Well, the cleansing we’re discussing here doesn’t involve guns. And the guilty includes you and I.


I mean, humans as a whole.

I’m curious .

A new study says the world is experiencing the ‘sixth great extinction’ of the animal species thanks to, mainly, human activities.


Yes. The 4.5-billion-year history of our humble planet is dotted with periods when species have died en masse. The first one occurred 443 million years ago; End-Ordovician. Next came Late Devonian, 360 million years ago. The third phase of doom was the Permian-Triassic mass extinction, some 250 million years ago. The fourth, Triassic-Jurassic mass extinction, hit us about 200 million years ago, while the fifth, in which we lost the dinosaurs, came just about 65 million years ago. This last one was called Cretaceous-Tertiary mass extinction.

Scary! So, what makes you think we are reaching the sixth round?

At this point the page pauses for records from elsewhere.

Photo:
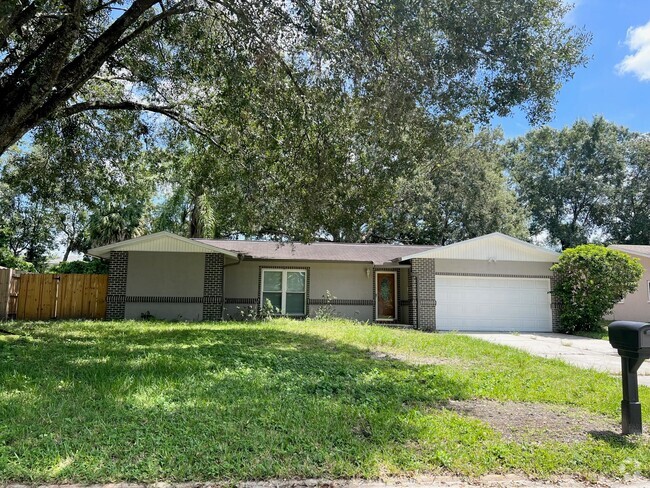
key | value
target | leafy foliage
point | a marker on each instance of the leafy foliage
(91, 266)
(591, 280)
(456, 195)
(569, 179)
(8, 260)
(166, 57)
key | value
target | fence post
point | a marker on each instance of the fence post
(5, 281)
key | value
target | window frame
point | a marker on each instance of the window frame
(283, 291)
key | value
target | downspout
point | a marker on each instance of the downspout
(417, 303)
(240, 258)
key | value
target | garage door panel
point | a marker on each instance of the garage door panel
(487, 303)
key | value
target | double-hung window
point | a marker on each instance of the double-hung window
(286, 289)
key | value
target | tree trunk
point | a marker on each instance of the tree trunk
(67, 253)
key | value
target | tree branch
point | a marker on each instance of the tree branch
(166, 110)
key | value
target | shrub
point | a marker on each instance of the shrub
(91, 266)
(591, 279)
(326, 311)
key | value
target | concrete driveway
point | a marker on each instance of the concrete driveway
(580, 351)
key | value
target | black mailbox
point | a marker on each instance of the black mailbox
(632, 339)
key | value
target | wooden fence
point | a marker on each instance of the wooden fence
(48, 296)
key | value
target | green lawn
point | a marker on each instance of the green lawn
(94, 402)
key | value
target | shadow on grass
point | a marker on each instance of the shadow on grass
(200, 403)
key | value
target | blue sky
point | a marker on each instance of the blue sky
(619, 28)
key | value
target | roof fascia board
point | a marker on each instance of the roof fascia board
(103, 250)
(432, 252)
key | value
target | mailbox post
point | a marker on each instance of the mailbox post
(632, 339)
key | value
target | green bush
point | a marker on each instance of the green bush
(591, 280)
(8, 260)
(92, 266)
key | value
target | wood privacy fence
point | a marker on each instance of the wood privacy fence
(49, 296)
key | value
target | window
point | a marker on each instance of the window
(285, 289)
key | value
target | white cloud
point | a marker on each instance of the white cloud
(637, 63)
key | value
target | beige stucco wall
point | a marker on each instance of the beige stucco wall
(165, 274)
(636, 305)
(345, 281)
(498, 267)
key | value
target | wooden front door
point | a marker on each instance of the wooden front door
(386, 298)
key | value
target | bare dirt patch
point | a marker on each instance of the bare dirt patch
(420, 360)
(538, 422)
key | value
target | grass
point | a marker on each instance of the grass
(131, 401)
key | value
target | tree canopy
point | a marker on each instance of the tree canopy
(59, 58)
(586, 182)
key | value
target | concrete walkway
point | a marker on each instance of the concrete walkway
(584, 352)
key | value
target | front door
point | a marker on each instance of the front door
(386, 298)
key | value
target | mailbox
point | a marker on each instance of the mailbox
(632, 339)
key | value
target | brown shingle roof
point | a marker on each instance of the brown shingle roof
(634, 249)
(318, 251)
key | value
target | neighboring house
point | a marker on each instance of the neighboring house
(635, 306)
(492, 283)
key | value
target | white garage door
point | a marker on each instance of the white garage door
(493, 304)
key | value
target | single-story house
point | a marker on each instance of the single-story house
(493, 282)
(635, 306)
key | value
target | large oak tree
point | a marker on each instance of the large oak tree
(59, 58)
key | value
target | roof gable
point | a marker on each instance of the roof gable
(377, 254)
(159, 242)
(491, 247)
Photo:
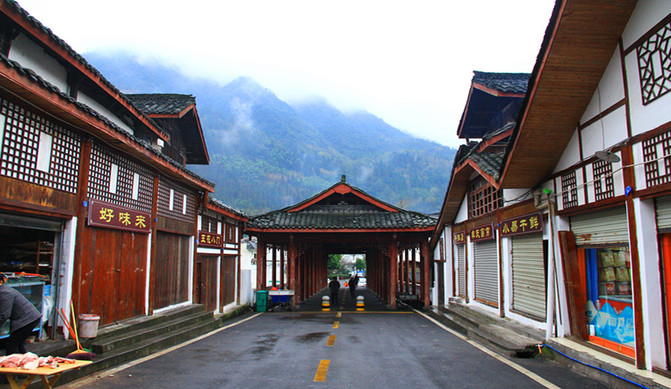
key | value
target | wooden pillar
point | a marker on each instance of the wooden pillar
(261, 264)
(274, 267)
(283, 254)
(414, 271)
(426, 275)
(406, 271)
(293, 258)
(79, 275)
(393, 272)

The new study, Accelerated modern human-induced species losses: Entering the sixth mass extinction , which was published in the journal Science Advances a few days ago, says under a ‘natural’ rate of extinction, two species in 10,000 disappear every 100 years. But the modern rates of extinction will scare the hell out of you — these were 8 to 100 times higher, according to the study by Gerardo Caballos and his colleagues at the National Autonomous University of Mexico.

Oh dear!

In sum, 477 ‘vertebrates’ (mammals, birds, reptiles, amphibians and fish) have gone extinct since 1900, instead of the 9 on a natural course. Examples of the species that bid adieu forever include the beautiful Yangtze dolphin and the Costa Rica golden toad.

And we facilitated this exodus?


How did we manage that? Was this a necessary evil?

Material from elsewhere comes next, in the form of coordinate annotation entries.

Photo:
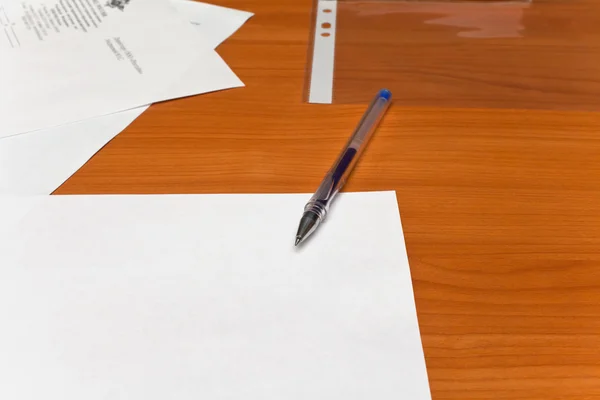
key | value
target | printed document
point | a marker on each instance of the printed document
(115, 56)
(39, 162)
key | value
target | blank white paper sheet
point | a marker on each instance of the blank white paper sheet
(205, 297)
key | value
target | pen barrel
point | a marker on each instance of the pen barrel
(336, 177)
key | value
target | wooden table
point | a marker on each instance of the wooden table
(501, 209)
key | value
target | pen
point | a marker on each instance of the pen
(317, 207)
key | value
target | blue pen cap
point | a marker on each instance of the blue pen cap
(386, 94)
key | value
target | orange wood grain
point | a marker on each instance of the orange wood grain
(500, 208)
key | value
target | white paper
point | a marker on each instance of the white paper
(205, 297)
(215, 22)
(39, 162)
(133, 58)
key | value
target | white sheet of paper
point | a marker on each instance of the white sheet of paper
(205, 297)
(39, 162)
(134, 58)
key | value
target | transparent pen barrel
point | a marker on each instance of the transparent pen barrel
(336, 177)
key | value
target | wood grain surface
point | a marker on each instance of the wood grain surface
(500, 208)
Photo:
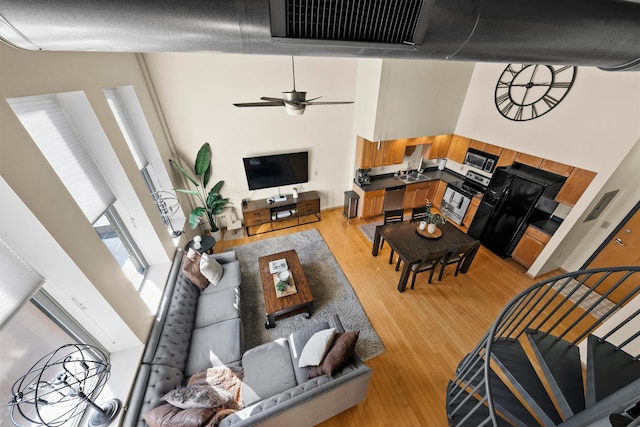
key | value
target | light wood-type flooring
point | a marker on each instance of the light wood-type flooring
(426, 331)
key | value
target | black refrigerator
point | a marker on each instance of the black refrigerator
(507, 204)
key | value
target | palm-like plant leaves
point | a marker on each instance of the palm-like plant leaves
(214, 202)
(203, 163)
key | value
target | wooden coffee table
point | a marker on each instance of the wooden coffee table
(300, 302)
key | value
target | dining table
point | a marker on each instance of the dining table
(411, 246)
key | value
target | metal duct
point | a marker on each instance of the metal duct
(600, 33)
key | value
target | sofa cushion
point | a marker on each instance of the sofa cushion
(215, 345)
(340, 354)
(316, 348)
(211, 269)
(297, 341)
(218, 306)
(267, 371)
(174, 341)
(191, 269)
(197, 396)
(168, 415)
(230, 277)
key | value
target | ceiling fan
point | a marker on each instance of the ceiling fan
(294, 102)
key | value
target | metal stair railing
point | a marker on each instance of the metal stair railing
(563, 306)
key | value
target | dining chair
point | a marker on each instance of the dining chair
(458, 256)
(418, 214)
(390, 217)
(428, 263)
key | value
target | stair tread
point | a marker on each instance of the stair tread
(515, 363)
(476, 418)
(561, 363)
(608, 369)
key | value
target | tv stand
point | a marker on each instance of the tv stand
(265, 215)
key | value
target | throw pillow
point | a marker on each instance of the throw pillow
(211, 269)
(168, 415)
(316, 348)
(197, 396)
(191, 269)
(340, 354)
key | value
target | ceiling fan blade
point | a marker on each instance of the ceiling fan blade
(261, 104)
(329, 103)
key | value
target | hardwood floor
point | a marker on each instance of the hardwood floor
(426, 331)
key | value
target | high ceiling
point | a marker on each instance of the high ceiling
(601, 33)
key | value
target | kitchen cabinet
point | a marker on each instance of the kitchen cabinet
(507, 157)
(486, 147)
(528, 159)
(416, 195)
(458, 148)
(441, 187)
(576, 183)
(370, 154)
(372, 203)
(471, 212)
(530, 245)
(436, 147)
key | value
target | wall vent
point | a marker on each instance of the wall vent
(375, 21)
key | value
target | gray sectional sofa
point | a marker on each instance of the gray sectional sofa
(195, 330)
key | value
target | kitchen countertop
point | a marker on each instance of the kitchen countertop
(382, 182)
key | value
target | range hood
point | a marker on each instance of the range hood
(599, 33)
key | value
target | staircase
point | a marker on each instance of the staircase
(527, 369)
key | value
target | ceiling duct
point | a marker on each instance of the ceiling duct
(597, 33)
(376, 21)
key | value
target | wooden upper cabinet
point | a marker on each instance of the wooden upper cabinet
(486, 147)
(556, 167)
(574, 186)
(393, 152)
(529, 160)
(507, 157)
(368, 155)
(458, 148)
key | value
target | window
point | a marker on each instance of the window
(54, 133)
(128, 114)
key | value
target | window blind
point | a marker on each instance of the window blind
(126, 127)
(52, 131)
(18, 283)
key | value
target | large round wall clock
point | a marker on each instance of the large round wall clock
(528, 91)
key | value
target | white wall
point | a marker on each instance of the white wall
(197, 91)
(594, 128)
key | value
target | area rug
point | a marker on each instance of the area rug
(369, 230)
(332, 292)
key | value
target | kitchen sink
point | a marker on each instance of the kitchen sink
(412, 177)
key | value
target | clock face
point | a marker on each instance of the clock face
(527, 91)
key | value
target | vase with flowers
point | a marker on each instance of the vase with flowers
(433, 219)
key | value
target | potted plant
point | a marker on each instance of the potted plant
(433, 219)
(211, 202)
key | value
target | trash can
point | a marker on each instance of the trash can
(350, 204)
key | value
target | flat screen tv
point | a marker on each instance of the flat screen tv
(276, 170)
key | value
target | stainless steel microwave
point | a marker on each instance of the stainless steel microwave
(481, 160)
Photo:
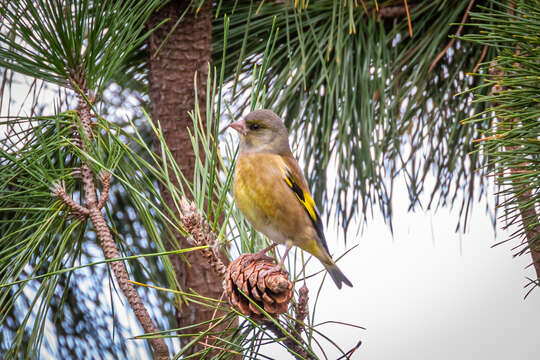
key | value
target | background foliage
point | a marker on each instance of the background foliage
(356, 89)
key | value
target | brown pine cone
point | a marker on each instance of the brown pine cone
(271, 291)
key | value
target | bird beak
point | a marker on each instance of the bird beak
(239, 126)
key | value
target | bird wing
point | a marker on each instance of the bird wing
(296, 181)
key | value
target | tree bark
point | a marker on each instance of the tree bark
(171, 78)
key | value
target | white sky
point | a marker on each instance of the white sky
(419, 298)
(424, 294)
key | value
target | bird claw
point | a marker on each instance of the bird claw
(76, 173)
(104, 176)
(58, 187)
(276, 269)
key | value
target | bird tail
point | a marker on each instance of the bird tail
(337, 275)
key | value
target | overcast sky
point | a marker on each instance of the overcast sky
(427, 292)
(422, 295)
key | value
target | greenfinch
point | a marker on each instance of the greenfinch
(272, 193)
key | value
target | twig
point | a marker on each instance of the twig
(480, 59)
(301, 313)
(201, 234)
(527, 210)
(451, 43)
(93, 210)
(408, 18)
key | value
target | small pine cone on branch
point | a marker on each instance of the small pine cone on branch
(255, 277)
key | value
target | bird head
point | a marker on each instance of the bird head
(262, 131)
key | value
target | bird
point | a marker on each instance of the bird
(270, 190)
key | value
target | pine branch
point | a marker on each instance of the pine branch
(525, 202)
(93, 210)
(293, 343)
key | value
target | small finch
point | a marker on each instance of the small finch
(271, 191)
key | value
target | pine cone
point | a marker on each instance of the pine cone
(271, 292)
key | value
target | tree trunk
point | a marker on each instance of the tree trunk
(171, 78)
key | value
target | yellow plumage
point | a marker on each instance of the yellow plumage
(271, 191)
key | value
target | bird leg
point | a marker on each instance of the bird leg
(278, 267)
(262, 254)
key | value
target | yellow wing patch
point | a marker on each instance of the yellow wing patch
(309, 205)
(302, 196)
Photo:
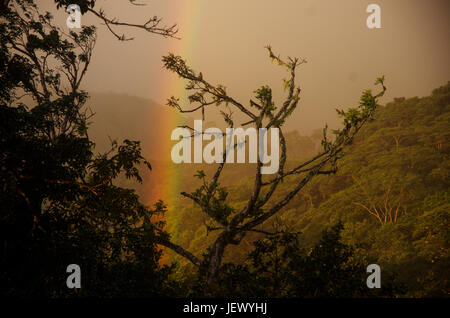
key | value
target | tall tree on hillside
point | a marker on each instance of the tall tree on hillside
(59, 204)
(262, 112)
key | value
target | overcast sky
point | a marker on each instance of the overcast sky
(225, 40)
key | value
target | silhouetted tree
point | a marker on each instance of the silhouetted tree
(261, 112)
(58, 201)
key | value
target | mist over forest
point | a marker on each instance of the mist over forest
(104, 175)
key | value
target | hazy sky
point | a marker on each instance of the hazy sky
(225, 40)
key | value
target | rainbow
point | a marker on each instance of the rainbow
(166, 175)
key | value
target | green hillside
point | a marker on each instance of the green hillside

To claim that offers us an undeserved bailout. We literally destroyed our way into this situation. Humans invaded habitats and introduced practices that were totally opposed to nature’s ways, creating a recipe for disaster.

Scientists have been warning about this for quite long now, but global policymakers are yet to come up with any serious, collective action plan to check the pace of specious extinction. Even climate change, one of the most critical crises the planet faces today, is not finding the kind of response it deserves, as you may have noticed already.

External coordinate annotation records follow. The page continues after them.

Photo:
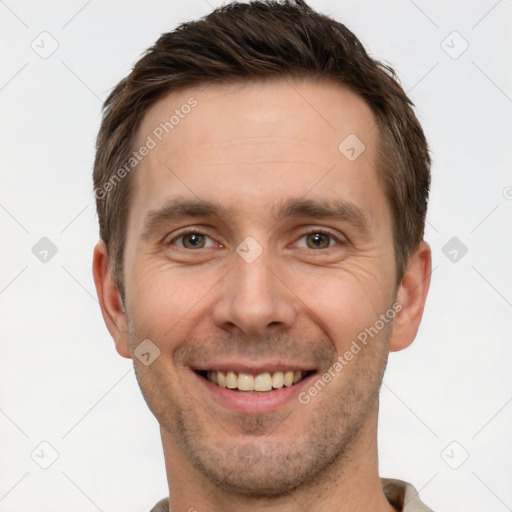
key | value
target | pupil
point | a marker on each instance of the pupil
(194, 239)
(317, 239)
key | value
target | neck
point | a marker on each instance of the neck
(351, 484)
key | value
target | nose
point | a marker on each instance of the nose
(255, 297)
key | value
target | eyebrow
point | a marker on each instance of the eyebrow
(338, 209)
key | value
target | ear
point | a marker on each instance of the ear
(412, 294)
(111, 304)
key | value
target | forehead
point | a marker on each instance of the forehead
(254, 142)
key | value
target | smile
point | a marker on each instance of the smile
(262, 382)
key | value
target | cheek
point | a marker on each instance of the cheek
(167, 298)
(344, 302)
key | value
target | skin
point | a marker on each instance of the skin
(250, 147)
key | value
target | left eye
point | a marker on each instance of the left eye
(318, 240)
(192, 240)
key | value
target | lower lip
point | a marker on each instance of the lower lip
(255, 402)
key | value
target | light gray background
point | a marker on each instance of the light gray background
(61, 382)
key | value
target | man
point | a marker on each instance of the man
(262, 186)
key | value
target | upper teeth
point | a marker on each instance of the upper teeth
(261, 382)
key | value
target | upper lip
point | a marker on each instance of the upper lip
(255, 369)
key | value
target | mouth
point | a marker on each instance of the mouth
(261, 383)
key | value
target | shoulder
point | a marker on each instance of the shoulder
(403, 496)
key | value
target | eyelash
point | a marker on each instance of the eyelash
(190, 231)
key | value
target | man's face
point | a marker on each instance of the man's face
(267, 284)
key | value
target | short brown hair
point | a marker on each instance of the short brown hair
(258, 41)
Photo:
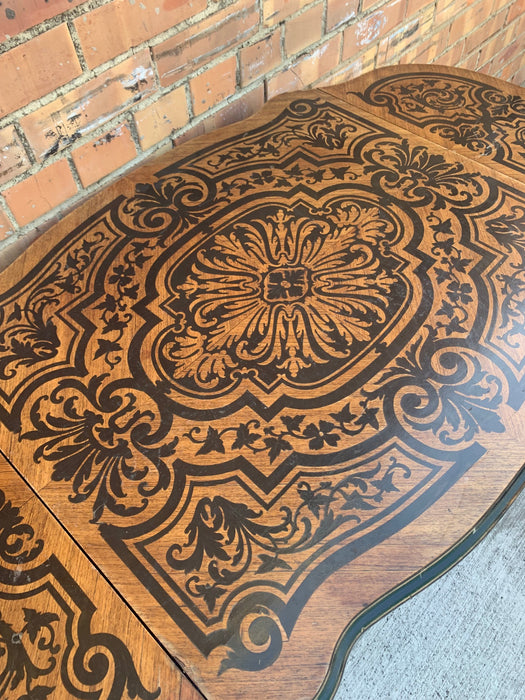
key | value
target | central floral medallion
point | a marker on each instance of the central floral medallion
(285, 295)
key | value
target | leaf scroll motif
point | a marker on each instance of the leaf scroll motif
(416, 175)
(276, 440)
(441, 388)
(36, 641)
(103, 450)
(17, 539)
(28, 333)
(226, 539)
(509, 231)
(307, 122)
(483, 119)
(20, 650)
(166, 206)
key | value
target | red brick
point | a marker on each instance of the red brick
(470, 62)
(18, 15)
(213, 85)
(448, 10)
(512, 70)
(26, 73)
(13, 157)
(480, 35)
(363, 64)
(415, 6)
(157, 121)
(98, 158)
(5, 226)
(116, 27)
(519, 76)
(241, 108)
(367, 4)
(194, 47)
(41, 192)
(60, 123)
(507, 54)
(466, 23)
(191, 133)
(406, 36)
(369, 29)
(517, 9)
(340, 11)
(260, 58)
(275, 11)
(453, 56)
(303, 30)
(306, 71)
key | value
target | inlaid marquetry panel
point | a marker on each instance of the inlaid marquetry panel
(63, 631)
(268, 379)
(477, 115)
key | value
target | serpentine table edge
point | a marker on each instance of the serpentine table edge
(422, 172)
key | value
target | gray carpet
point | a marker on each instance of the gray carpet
(462, 638)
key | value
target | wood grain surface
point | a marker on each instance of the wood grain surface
(268, 380)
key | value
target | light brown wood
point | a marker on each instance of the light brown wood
(64, 632)
(270, 378)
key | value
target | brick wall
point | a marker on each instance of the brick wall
(89, 88)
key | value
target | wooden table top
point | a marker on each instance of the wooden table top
(262, 390)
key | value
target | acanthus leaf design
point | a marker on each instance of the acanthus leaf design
(465, 112)
(415, 174)
(260, 300)
(509, 230)
(29, 334)
(224, 537)
(17, 539)
(456, 403)
(48, 626)
(103, 450)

That’s exactly what Pope Francis said last week.

Yes. The Pope has warned of an “unprecedented destruction of ecosystems” and “serious consequences for all of us” if we do not act on climate change. Interestingly, the Science Advances papers came out just a day after the Vatican released the Catholic pontiff’s encyclical on the environment.

God help us!

Like he did in the past five episodes of extinction? Anyway, the Mexican scientists say theirs is a very conservative number. Which means they have taken only the most plausible scenarios into account, such as habitat loss, predation, pollution. They do not consider, for instance, the effects of global warming or ocean acidification. Once the effects of these catastrophic events start kicking in, the numbers will be much higher. And this is what makes the impending sixth extinction a uniquely human contribution. It’s a crisis, fully man-made.

So, what’s the way out?

Well, you know it — it’s so simple it’s a cliché: minimum interference with the ways of nature.